CEO and executive producer Joseph E. Palmer, who acquired the Akron theatre in 2003 with David W. Slaght, confirmed to Playbill.com that the theatre would close its doors following the Jan. 3 performance of the 1950's Elvis jukebox musical All Shook Up.
In a statement released on the website for the 35 year-old theatre, Palmer stated, "The economy has materially affected the theatre's attendance and its ability to make cost adjustments to keep pace with the decrease in attendance. The final tipping point became the reversal of certain stakeholders' written or verbal promises that would have had a major impact on the theatre's continuance for the 2009 season and beyond."
Ticket holders who purchased their seats and gift certificates for upcoming shows with a credit card were instructed to contact their credit card companies in order to process any refunds.
The 2009 season was to continue beginning Jan. 7 with Doo Wop: Life Could Be a Dream. Also on the bill were planned productions of My Fair Lady, Buddy: The Buddy Holly Story, The Full Monty, High School Musical, The Producers, Guys and Dolls and It's a Wonderful Life.
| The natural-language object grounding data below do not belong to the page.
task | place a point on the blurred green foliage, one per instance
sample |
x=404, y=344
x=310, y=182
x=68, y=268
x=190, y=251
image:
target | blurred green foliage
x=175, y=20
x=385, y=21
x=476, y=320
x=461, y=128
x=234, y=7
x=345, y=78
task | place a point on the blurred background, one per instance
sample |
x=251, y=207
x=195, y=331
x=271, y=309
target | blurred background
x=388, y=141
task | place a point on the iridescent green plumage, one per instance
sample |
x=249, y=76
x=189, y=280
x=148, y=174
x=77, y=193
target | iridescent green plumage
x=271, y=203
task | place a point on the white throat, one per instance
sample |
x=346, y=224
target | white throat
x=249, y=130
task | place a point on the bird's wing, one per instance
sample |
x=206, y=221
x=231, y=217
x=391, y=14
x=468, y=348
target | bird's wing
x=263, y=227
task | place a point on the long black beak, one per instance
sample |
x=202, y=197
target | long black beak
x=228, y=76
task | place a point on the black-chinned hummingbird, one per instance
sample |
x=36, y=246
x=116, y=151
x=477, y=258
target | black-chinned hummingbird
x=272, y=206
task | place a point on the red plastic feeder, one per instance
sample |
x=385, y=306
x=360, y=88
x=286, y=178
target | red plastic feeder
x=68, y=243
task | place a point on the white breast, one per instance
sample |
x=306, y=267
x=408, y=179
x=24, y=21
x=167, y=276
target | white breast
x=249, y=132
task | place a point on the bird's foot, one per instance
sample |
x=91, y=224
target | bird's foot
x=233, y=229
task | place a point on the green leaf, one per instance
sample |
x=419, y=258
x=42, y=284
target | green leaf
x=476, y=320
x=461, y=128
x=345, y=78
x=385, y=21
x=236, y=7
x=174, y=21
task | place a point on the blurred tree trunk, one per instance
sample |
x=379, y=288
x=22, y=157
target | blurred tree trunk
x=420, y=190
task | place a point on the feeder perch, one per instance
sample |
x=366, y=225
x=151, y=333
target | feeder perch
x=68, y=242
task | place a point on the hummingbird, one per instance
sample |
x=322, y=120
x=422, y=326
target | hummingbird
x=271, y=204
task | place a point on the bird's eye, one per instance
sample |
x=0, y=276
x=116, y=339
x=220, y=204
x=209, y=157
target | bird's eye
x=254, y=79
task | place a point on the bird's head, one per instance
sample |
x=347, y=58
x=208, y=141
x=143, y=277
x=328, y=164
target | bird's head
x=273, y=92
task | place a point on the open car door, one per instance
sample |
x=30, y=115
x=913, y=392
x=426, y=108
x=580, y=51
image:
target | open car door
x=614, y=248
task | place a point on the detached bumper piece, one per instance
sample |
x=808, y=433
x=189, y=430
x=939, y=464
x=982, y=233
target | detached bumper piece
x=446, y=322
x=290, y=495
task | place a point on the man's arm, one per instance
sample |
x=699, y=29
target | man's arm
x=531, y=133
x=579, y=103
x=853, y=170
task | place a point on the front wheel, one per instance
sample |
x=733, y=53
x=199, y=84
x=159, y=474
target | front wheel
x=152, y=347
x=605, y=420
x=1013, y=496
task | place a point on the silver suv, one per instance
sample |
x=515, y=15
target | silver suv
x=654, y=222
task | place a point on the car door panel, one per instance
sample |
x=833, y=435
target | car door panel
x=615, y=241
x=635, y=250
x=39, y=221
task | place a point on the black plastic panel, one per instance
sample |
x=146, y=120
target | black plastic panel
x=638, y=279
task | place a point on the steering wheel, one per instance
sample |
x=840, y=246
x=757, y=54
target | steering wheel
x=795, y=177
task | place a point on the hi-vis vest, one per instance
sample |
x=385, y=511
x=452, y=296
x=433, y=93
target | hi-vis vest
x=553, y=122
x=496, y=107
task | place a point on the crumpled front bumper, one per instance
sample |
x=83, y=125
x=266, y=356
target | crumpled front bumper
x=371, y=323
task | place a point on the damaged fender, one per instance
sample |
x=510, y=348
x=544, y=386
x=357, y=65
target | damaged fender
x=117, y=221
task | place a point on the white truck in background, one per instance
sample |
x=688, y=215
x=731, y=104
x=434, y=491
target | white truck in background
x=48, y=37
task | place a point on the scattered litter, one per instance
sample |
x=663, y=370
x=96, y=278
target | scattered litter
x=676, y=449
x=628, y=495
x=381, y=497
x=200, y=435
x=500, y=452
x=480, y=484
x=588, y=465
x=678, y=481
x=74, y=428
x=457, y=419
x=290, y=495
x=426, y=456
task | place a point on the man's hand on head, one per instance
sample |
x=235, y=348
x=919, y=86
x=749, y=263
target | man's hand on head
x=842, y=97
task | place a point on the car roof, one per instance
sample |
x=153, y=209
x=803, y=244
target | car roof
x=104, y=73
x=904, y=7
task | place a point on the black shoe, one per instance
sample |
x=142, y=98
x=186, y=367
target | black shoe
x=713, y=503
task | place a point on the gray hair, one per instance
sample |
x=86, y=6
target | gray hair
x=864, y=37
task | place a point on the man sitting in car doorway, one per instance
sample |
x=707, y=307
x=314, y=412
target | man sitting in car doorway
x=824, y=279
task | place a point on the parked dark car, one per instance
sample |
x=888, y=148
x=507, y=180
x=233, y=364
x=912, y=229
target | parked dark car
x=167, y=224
Founded in 1973, the Carousel Dinner Theatre began life in a converted Ravenna, OH, supermarket prior to moving to its current Akron location. In addition to members of Actors Equity, the Ohio institution employed members of the American Federation of Musicians and the Society of Directors and Choreographers. The Carousel Dinner Theatre was also part of the noteworthy plagiarism lawsuit filed by the Broadway creators and collaborators of Urinetown in 2006. The Akron theatre later paid an undisclosed sum to the Broadway creative team for utilizing elements of the original Broadway production that were incorporated into the Akron staging.